Diese finde ich oft genauso befremdlich wie viele, die Religion ablehnen. Das Problem ist nur, dass unsere Tendenz, absolute Prinzipien anzunehmen, nicht nur zu religiösen Weltbildern führt, sondern auch zu jeder Menge Ideologien – und hier sind Atheistinnen und Atheisten genauso gefährdet wie Gläubige. Ob es nun die marxistische Vorstellung eines Ziels der Geschichte ist, oder das neoliberale Dogma von der Unfehlbarkeit des Marktes oder ob wir in der Vernunft statt eines nützlichen Werkzeugs, ein Mittel zu Erkenntnis absoluter Wahrheit sehen, wir neigen dazu, uns Götter zu schaffen, auch wenn wir diese nicht mehr so nennen.
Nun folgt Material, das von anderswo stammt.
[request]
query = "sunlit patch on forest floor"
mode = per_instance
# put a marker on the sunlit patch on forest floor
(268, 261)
Was nützt es uns aber, wenn wir ein Idol durch ein anderes austauschen und statt Christen oder Muslimen nun Nationalisten, Marktradikale oder Fortschrittsfanatiker werden? Um uns wirklich von dem Glauben an absolute Prinzipien zu befreien, müssen wir begreifen, wie unser begriffliches Denken funktioniert und seine Grenzen, vor allem aber seine Fallstricke erkennen. Dazu gehört auch die Einsicht, dass sich Religionen Denkstrukturen verdanken, die auch bei Nicht-Religiösen vorhanden sind. Diese Strukturen sind in uns angelegt, wir werden eben nicht als Tabula rasa geboren.
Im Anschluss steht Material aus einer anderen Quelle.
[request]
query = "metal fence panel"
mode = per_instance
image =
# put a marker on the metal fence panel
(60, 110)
Unser abstraktes Denken führt uns nicht nur zu genialen Erkenntnissen, denen wir vieles verdanken, sondern auch zu Irrtümern, zu denen kein anderes Lebewesen in der Lage wäre. Irren ist menschlich, typisch menschlich. Davor sind auch Atheistinnen und Atheisten nicht gefeit. Wer einem bestimmten Irrtum entgeht, muss nicht unbedingt näher an der Wahrheit sein. (Bildlich gesprochen: Die Gefahr von einem Auto überfahren zu werden ist am größten, wenn man gerade einem erfolgreich ausgewichen ist.) Die Freiheit von Glaubenssätzen ist uns nicht von vorne herein gegeben. Wir müssen sie uns mühsam erarbeiten.